Researchers from Columbia University wanted to see if there was an association between regular exercise and violence-related behaviors.
"Violence in neighborhoods spans the entire length of this country and disproportionately affects the poor and racial and ethnic minorities. It results in significant losses to victims, perpetrators, families and communities and costs our country billions of dollars," lead researcher Dr. Noe D. Romo, primary care research fellow in community health in the Department of Child and Adolescent Health at Columbia University, New York, said in a news release.
"There is a need for innovative methods to identify potential interventions to address this issue and lessen the burden it is having on our society," he added.
The survey included questions on how often students exercise, how many sit-ups they did and the time of their longest run in the past four weeks and if they were part of an organized sports team in the past year.

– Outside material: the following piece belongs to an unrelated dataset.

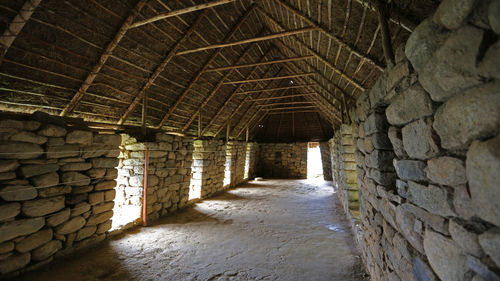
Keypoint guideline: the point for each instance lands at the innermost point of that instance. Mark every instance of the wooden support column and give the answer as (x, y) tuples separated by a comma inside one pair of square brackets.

Researchers also asked students if they had carried a weapon in the past 30 days or if they were in a physical fight or in a gang in the past year.
Nearly three-fourths of the survey respondents were Hispanic and 19 percent were black. Researchers noted that 56 percent of respondents were female.
The study revealed that females who reported doing regular exercise were significantly less likely to be involved in violence-related behaviors.
Specifically, girls who exercised more than 10 days in the last month, did more than 20 sit-ups in the past four months or participated in team sports in the past year were significantly less likely to be in a gang.
Girls were less likely to carry a weapon if they did more than 20 sit-ups in the past four weeks, ran more than 20 minutes the last time they ran and participated in team sports.
Researchers noted that in males, none of the measures of exercise was associated with a decrease in violence-related behaviors.
"This study is only a start," said Romo, who also is at Columbia's Mailman School of Public Health. "It suggests a potential relationship between regular exercise and decreased involvement in violent behavior."
"Further studies are needed to confirm this association and to evaluate whether exercise interventions in inner-city neighborhoods can decrease youths' involvement in violence-related behavior," he added.